次いでプレゼンテーションに立ったフィローザCEOは、600億ユーロ規模の5カ年戦略「FaSTLAne 2030」を発表。グローバル企業としての強みを生かしつつ、各地域が独自の誇りを発揮できるようにすると繰り返した。このFaSTLAne 2030を構成するのは、以下の6つの柱だ。
(1)効果的かつ比類なきブランドポートフォリオの戦略的マネジメント強化
(2)共通プラットフォーム、パワートレイン、先進技術への投資
(3)ステランティスの強みを補完する戦略的パートナーシップ提携
(4)生産体制の最適化
(5)実行力の徹底強化
(6)地域および各市場のローカルチームへの権限委譲
ここからは、これらの柱を軸にFaSTLAne 2030の中身を掘り下げたい。
トラックのラムをグローバルブランドに!?
まずポートフォリオについては、2030年までに60車種以上の新型車の投入と、50を超える車種の改良を実施。内訳は電気自動車(EV)が29車種、プラグインハイブリッド車/レンジエクステンダーEVが15車種、ハイブリッド車が24車種、内燃機関/マイルドハイブリッド車が39車種で、やはりマーケットの現状を踏まえてか、ハイブリッド車多め、EV少なめの構成だ。
またブランドについては、規模と収益性の成長余地が大きいジープ、ラム、プジョー、フィアットを中核グローバルブランドと位置づけ、ブランドおよび商品投資の70%を重点配分。クライスラー、ダッジ、シトロエン、オペル、アルファ・ロメオはリージョナルブランドとし、グループ内の共通資産を活用しつつ、市場ごとの強みを生かして独自性を強めていくとした。DSオートモビルとランチアは、フランスやイタリアを代表する歴史あるブランドとして、シトロエンおよびフィアットの管理下で個性を際立たせることに注力。そしてマセラティは、独自の顧客基盤と強力なラインナップを有するラグジュアリーブランドとして展開していくとのことだった。
経営が厳しい時期には、ブランドの統合や身売りのうわさも聞かれたが、そうはしなかったうえに、地域ですみ分けをさせようとしているところが面白い。巨大なピックアップトラックやバンを取りそろえるラムをどのようにグローバル展開させるのか。それを含めて、今後の成り行きに注目だ。
投資については、600億ユーロのうち40%はグローバルで展開するプラットフォームやパワートレインなどの技術開発に充て、残りの60%をブランドと製品づくりに使うとのことだった。
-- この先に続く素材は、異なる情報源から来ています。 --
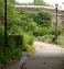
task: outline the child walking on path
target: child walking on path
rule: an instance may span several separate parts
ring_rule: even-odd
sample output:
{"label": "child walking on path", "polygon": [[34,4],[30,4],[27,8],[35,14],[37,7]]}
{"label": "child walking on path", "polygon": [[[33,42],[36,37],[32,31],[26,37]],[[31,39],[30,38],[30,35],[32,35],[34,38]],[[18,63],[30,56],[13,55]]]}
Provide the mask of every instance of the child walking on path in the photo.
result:
{"label": "child walking on path", "polygon": [[24,48],[22,50],[22,57],[21,57],[21,60],[20,60],[20,64],[21,64],[21,69],[26,69],[26,61],[29,59],[29,54],[26,53],[26,48]]}

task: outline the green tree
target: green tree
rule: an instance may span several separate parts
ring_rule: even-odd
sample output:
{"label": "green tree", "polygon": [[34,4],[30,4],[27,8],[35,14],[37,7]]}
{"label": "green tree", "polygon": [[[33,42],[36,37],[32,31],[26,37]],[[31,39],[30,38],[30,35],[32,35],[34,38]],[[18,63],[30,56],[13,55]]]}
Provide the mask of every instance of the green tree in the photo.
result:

このうちプラットフォームは、2030年までに世界生産台数の50%に相当する車種を3つの車台に集約する計画で、その中核となるのが、2027年に投入が開始される新開発の「STLA One」だ。既存の5つのプラットフォームを単一のスケーラブルなアーキテクチャーに統合し、新しいソフトウエアプラットフォーム「STLA Brain」を組み込むという。
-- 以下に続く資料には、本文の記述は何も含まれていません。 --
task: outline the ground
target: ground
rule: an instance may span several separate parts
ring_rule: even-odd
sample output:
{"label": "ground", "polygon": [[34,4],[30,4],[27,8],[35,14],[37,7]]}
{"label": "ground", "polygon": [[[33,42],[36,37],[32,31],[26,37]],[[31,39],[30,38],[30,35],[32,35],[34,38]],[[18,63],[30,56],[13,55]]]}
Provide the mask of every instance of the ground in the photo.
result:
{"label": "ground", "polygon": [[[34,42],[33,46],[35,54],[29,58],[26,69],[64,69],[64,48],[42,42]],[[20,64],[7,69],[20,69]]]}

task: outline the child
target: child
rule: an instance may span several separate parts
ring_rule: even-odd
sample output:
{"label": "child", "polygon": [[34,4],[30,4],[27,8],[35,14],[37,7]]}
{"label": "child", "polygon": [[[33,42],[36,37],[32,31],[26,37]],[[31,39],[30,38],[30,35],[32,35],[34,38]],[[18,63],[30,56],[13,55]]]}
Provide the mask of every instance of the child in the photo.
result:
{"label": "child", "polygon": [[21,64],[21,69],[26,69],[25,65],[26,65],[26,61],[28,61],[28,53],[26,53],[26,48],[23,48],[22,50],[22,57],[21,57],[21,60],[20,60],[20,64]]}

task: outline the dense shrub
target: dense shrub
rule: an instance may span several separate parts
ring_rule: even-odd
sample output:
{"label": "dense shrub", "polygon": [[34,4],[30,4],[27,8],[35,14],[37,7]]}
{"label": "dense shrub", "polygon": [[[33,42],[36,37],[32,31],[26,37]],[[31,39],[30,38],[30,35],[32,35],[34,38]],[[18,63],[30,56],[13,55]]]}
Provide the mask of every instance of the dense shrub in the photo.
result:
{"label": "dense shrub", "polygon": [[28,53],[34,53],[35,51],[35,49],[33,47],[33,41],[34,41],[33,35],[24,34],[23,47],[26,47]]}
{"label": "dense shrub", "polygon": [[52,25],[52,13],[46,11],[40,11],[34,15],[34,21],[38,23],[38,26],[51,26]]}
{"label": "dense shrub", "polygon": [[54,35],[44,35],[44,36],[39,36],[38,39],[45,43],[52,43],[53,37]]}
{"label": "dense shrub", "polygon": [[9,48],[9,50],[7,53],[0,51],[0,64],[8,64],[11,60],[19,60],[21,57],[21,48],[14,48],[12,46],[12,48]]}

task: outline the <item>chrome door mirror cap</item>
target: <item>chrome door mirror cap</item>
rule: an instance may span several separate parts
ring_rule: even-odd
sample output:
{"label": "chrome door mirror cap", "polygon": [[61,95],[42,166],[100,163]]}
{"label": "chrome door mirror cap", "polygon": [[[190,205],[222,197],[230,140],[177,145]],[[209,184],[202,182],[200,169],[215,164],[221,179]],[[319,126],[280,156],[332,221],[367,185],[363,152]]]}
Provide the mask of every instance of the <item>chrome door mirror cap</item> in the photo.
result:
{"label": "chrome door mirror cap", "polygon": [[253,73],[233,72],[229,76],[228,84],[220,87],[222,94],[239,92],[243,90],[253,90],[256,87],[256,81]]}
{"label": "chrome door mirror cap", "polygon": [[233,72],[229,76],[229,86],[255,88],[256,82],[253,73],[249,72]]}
また自動運転技術をつかさどる「STLA AutoDrive」では、日産とも連携しているQualcommやWayveなどとの協業により、市街地を含めたハンズオフの高度運転支援機能を展開すると発表した。2028年に北米向けの車種から搭載するという。
地域尊重の姿勢は日本にも好影響をもたらすか
他の柱も見ていくと、まず「(3)戦略的パートナーシップ提携」は「(4)生産体制の最適化」にも関連する内容である。すでに提携している中国リープモーターの車両をスペイン工場で生産するほか、中国・東風汽車ではプジョーおよびジープの現地向け車両の生産を推進。またジャガー・ランドローバーとの間で、米国市場における協業の可能性を検討することも表明した。SUVの名門であるジープとランドローバーのコラボが実現となれば、大きなニュースになるだろう。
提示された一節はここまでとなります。